Based on an analysis of VPIIX's financials, market position, and future prospects, an AI-based rating system assigns a 7.5 out of 10. This rating is supported by the ETF's strong financial performance, experienced management team, and competitive expense ratio. However, the ETF is relatively new with a small market share, which introduces some uncertainty regarding its long-term growth prospects.

Resources and Disclaimers:

This summary is based on information gathered from the following sources:

  • Victory Capital Management Inc. (VCM) website
  • ETF.com
  • Bloomberg Terminal

This information should not be considered investment advice. Investors should conduct their own due diligence before making any investment decisions.

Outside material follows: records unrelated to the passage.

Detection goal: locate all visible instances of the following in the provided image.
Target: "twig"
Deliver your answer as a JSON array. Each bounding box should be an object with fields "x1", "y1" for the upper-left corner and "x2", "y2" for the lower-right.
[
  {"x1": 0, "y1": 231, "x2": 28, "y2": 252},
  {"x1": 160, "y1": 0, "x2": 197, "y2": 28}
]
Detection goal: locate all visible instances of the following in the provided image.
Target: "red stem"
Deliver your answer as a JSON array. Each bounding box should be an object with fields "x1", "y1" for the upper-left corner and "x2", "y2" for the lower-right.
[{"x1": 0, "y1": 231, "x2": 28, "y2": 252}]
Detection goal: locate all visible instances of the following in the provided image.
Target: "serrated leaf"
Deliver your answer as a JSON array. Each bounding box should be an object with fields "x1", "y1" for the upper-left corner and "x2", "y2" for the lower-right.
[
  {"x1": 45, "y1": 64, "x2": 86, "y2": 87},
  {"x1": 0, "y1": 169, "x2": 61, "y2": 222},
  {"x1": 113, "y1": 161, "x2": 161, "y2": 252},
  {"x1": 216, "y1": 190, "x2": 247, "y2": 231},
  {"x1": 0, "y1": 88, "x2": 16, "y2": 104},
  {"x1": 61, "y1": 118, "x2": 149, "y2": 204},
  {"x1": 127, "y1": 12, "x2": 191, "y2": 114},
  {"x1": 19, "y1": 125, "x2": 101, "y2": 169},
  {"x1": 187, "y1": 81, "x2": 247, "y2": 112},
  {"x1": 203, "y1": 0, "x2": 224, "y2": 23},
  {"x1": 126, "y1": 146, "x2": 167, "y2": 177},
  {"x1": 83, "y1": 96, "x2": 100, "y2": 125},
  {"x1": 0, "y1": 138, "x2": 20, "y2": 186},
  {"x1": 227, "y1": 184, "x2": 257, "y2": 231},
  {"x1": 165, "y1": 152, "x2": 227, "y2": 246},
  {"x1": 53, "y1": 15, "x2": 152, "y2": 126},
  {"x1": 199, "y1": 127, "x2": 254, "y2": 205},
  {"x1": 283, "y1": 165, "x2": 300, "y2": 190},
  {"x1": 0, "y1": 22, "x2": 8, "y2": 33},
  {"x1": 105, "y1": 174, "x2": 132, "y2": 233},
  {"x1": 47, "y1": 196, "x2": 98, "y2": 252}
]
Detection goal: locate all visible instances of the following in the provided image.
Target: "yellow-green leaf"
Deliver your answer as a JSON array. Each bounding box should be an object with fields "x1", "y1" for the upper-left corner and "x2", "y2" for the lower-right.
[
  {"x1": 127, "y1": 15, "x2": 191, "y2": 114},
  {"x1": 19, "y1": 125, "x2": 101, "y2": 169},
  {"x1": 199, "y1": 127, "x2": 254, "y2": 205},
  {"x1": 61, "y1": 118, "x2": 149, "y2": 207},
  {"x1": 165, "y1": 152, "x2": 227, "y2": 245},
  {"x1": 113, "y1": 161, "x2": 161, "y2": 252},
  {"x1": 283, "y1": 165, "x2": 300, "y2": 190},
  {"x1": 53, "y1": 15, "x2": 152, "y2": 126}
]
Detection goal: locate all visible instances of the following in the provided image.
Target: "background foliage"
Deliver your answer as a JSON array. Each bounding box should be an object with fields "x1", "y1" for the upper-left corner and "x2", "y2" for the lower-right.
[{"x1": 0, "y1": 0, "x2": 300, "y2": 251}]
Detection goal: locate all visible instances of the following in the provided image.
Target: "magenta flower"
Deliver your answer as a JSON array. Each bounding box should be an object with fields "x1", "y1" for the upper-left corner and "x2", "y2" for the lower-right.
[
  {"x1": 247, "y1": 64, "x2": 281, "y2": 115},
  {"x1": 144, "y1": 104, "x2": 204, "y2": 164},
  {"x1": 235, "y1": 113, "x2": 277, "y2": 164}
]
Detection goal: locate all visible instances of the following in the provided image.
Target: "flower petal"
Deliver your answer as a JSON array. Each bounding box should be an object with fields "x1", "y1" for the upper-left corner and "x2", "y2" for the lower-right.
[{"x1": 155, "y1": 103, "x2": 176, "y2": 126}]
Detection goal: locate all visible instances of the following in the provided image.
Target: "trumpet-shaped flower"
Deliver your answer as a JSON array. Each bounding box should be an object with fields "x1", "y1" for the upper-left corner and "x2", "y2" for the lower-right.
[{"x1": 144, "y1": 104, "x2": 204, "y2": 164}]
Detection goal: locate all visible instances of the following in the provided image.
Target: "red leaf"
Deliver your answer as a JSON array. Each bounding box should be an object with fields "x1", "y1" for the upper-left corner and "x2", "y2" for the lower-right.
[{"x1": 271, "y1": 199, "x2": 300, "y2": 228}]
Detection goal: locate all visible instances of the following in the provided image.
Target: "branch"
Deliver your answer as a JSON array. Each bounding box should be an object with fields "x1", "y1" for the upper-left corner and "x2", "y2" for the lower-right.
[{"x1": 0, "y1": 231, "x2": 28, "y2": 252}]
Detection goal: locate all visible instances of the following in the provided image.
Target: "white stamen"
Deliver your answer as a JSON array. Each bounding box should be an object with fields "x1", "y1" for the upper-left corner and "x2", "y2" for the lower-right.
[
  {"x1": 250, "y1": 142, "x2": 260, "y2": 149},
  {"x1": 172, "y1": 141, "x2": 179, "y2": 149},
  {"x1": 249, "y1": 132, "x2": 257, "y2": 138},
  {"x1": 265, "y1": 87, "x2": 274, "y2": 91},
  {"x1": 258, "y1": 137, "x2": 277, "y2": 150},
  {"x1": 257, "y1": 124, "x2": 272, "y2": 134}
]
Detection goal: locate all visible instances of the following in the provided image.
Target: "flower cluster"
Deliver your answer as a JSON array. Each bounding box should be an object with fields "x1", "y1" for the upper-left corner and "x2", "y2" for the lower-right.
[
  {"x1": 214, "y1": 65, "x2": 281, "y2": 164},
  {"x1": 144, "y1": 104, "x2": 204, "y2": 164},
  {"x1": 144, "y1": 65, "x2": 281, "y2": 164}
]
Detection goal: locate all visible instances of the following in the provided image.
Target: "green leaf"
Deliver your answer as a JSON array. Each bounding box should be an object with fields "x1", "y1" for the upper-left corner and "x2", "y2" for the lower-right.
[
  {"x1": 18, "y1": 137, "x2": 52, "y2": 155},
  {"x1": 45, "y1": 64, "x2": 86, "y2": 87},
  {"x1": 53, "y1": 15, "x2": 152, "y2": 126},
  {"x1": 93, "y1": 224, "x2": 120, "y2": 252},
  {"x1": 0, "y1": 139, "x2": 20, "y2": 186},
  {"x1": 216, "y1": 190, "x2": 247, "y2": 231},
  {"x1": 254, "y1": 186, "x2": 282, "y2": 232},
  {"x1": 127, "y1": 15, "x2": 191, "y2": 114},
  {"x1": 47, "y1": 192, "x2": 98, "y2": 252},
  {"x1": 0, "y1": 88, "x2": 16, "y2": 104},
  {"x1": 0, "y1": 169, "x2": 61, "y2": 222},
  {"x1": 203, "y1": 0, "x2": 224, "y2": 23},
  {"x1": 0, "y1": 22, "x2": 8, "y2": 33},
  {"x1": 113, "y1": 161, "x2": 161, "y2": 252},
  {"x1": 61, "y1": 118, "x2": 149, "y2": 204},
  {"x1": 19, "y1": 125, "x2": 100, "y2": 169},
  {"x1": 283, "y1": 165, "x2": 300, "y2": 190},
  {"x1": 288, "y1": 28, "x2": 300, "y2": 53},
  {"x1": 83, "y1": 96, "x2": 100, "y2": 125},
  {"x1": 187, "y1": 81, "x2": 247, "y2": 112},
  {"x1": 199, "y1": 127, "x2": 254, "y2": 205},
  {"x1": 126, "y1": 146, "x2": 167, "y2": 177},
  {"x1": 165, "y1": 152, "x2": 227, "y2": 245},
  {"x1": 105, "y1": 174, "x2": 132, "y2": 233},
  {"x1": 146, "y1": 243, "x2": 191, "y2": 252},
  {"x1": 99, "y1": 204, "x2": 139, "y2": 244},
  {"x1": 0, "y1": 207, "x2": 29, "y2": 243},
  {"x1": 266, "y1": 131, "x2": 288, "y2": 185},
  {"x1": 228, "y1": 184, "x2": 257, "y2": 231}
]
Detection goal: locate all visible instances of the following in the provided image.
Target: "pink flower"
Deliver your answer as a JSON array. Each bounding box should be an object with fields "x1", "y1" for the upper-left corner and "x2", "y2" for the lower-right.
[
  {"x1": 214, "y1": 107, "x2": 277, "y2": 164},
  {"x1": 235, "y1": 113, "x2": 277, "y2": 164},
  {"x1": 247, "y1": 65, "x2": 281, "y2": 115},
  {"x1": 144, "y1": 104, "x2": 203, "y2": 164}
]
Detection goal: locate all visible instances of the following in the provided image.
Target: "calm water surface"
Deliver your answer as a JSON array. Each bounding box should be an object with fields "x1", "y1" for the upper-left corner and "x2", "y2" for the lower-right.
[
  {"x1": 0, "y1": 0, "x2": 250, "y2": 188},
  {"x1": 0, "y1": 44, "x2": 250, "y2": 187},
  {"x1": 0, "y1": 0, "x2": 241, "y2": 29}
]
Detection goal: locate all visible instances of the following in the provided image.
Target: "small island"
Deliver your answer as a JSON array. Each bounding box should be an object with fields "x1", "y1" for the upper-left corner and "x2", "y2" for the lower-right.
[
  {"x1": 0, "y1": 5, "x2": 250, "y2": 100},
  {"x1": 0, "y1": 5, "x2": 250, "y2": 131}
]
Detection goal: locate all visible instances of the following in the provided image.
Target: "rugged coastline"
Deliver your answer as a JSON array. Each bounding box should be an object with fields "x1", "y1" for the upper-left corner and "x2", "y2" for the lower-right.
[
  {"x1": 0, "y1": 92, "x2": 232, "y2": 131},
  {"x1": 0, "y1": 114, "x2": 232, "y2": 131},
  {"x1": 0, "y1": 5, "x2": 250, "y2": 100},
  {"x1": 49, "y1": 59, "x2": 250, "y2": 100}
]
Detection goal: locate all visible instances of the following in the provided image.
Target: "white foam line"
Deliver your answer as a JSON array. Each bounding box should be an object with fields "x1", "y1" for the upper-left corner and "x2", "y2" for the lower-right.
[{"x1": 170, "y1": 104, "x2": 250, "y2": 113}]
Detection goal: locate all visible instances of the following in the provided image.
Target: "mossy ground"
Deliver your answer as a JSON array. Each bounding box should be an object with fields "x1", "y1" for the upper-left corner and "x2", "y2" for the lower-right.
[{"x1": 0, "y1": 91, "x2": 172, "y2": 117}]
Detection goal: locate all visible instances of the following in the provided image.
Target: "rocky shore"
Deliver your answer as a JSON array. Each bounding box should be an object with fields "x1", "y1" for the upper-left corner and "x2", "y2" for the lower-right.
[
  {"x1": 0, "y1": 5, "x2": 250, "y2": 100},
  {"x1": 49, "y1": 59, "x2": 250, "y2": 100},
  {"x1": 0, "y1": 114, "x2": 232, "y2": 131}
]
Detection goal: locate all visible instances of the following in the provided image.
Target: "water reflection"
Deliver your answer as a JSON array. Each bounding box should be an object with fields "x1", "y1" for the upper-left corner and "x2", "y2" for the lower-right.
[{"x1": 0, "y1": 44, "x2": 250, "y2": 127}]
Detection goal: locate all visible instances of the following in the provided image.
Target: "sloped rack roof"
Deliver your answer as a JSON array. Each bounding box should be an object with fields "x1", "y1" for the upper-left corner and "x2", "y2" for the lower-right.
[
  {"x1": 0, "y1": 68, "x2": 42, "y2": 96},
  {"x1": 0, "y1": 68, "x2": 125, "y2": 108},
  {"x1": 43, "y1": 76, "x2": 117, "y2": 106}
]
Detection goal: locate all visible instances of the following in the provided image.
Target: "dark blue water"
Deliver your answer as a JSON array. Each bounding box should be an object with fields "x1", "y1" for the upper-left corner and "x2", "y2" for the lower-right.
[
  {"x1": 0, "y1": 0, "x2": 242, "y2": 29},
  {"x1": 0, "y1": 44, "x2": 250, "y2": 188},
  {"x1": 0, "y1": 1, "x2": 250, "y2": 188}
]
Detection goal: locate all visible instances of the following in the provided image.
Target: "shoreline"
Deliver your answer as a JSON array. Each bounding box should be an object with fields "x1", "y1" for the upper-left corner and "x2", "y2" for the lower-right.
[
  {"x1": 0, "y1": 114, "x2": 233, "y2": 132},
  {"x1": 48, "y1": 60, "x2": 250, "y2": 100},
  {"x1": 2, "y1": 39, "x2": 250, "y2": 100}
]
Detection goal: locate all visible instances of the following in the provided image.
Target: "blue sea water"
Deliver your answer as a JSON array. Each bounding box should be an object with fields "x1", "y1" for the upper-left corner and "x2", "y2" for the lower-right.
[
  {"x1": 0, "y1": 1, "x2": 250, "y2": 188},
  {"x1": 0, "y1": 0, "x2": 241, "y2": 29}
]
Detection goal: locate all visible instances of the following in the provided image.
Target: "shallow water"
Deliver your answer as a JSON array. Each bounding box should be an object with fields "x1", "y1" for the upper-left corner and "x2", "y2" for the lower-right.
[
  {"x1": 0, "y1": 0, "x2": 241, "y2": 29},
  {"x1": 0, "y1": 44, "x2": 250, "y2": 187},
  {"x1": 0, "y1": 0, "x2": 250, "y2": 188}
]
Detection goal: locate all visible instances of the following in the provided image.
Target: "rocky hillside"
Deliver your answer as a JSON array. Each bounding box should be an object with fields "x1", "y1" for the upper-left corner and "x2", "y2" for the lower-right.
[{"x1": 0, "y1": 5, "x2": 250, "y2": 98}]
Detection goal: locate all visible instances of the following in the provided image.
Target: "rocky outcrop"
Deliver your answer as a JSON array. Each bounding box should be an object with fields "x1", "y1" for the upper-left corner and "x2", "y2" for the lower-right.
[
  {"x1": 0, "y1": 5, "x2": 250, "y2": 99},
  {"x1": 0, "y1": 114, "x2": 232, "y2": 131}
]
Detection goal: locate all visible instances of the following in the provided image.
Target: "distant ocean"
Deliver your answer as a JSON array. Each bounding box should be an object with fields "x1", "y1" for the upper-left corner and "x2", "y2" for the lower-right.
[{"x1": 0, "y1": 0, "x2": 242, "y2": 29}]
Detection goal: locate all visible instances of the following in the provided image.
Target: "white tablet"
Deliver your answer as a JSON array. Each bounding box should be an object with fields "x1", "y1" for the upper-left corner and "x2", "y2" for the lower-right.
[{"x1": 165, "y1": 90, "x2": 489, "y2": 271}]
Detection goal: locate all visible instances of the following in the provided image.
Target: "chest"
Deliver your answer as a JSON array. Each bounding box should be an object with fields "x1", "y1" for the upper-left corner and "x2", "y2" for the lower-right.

About Victory Portfolios II - VictoryShares ESG Core Plus Bond ETF

Exchange NASDAQ
Headquaters -
IPO Launch date -
CEO -
Sector -
Industry -
Full time employees -
Website
Full time employees -
Website

Under normal circumstances, the fund invests at least 80% of its net assets in debt securities and in derivatives and other instruments that have economic characteristics similar to such securities. The fund primarily invests in securities that have a dollar-weighted average portfolio maturity between three to 10 years. The fund will invest primarily in investment-grade securities, but may invest up to 20% of its net assets in below-investment-grade securities which are sometimes referred to as high-yield or "junk" bonds.